— Вам кого? — неприятным голосом осведомился он.
Полковник растерянно посмотрел на Анжелу. Та взяла инициативу в свои руки и спросила:
— Извините, мы — родственники Татьяны Чингизовны Волковой. Она проживала здесь несколько лет назад на этом месте в маленьком домике...
Пять лет. Для Минска это очень большой срок, если эти пять лет ты там не бывал. Умерла мама, незабвенная Татьяна Чингизовна, умерла от рака, умерла этой весной. Щитовидка была у нее не в порядке, оказывается. А перед ними стоял собственной персоной двоюродный брат мамы по отцу — Рустам.

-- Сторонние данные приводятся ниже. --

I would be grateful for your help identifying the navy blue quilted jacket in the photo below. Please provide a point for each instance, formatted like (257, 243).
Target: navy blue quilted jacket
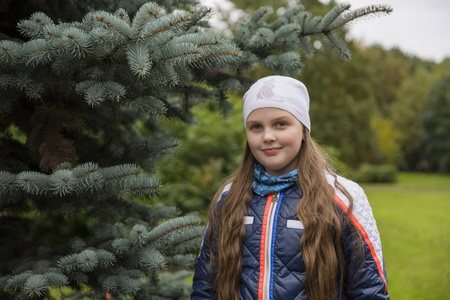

Рустам дал тягу с родного Кавказа в тихую спокойную Белоруссию в связи с совершенно невозможной политической обстановкой и в связи с полной неясностью относительно конца войны.
Гражданства у бравого лезгина не было, поэтому он крайне подозрительно относился ко всякого рода вторжениям в его личную жизнь. Начисто забыв кавказское гостеприимство, он отрубил, что ничего о троюродных братьях со стороны бабушки не знает и знать не желает, регулярно платит налоги и отмечается в Советском РОВД.

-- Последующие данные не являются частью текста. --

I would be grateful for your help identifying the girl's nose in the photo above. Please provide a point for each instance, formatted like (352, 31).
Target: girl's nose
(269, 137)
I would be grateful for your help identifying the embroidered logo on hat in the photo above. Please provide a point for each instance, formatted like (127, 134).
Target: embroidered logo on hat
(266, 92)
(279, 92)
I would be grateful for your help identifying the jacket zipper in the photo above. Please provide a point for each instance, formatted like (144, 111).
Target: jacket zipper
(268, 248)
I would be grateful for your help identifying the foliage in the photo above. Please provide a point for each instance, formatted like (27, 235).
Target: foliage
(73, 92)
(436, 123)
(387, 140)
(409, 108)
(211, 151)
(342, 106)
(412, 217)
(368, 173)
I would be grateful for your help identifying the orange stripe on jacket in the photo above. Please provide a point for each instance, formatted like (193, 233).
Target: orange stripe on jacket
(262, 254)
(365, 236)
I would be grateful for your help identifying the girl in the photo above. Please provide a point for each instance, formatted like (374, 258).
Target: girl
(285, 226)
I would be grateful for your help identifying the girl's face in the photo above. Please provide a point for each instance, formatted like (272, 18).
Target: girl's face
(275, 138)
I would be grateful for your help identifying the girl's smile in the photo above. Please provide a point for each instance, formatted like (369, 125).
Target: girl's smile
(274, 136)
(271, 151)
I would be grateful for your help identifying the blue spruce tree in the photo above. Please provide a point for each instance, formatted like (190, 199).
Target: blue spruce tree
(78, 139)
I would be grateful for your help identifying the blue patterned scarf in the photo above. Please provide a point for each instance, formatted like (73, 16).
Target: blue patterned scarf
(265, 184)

Если бы Андрей заявил, что он — сын покойной Татьяны Чингизовны, то джигит расхохотался бы им вслед. Татьяна скончалась в сорокадевятилетнем возрасте, а Андрею Константиновичу на вид — под сорок, а Анжела выглядит немногим моложе. Еще спасибо, что Рустам указал номер могилы на Московском кладбище, иначе можно было вообще забывать эту реальность, как вовсе не нужную.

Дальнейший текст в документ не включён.